Sunday, 27 April 2025

Dude, FP16, really? Why not FP32? Ask Voltaire.

With the rise of AI, including hardware acceleration of AI, comes a renewed interested in efficient data types.  

In this spirit, we raise a toast to FP16 or float16, also known as half-precision floating point format, which can be a more appropriate format in some circumstances and some algorithms than what is known as single precision floating point which occupies 32 bits (and hence also called FP32 or float32).

But why use a less precise data type at all, when more precision options are available?

Half precision values are useful in applications where perfect precision is not required, such applications include image processing and neural networks.

FP16 is not to be confused with bfloat16 (Brain float16) which is a different format developed for Google Brain (now Google AI) with the explicit intent of accelerating machine learning and is used a variety of AI processors (including Google Cloud TPUs).

Friday, 25 April 2025

What the GAUSS is GNA?

Intel GNA is the Intel "Gaussian and Neural Accelerator" which is a low-power neural co-processor for "continuous inference at the edge" (in other words, hardware-supported real-time neural networks).  Its primary use case presently is AI-driven audio applications.

The "Gaussian" part refers to Gaussian Mixture Models, where data is modelled as coming from various Gaussian distributions.

Markdown documentation is available here.  

It is part of OpenVINO (TM) which is aimed at fast AI on Intel hardware. 

OpenVINO uses a proprietary model format (OpenVINO IR) for which convertors exist from TensorFlow, PyTorch, ONNX and other frameworks.

Dude, what are On-Board Diagnostics (ODB, ODB-II)?

ODB-2 is a self-diagnostic system for vehicles (it stands for On-Board Diagnostics).  Mechanics used ODB-2 readers to communicate with vehicles (usually by connecting the reader to a 16 pin connector near the steering wheel, called the ODB2 diagnostic port).
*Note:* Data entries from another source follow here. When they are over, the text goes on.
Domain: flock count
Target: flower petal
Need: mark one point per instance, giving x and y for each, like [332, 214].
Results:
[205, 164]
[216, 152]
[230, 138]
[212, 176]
ODB requests are then answered with ODB responses (e.g. speed, fuel level, DTCs).

Some common ODB-related acronyms:

DTC - diagnostic trouble code, ECU - engine control unit, MIL - malfunction indicator light, VCM - vehicle control module (in-car computer responsible for engine management, transmission management and in general all things engine-related except for emissions).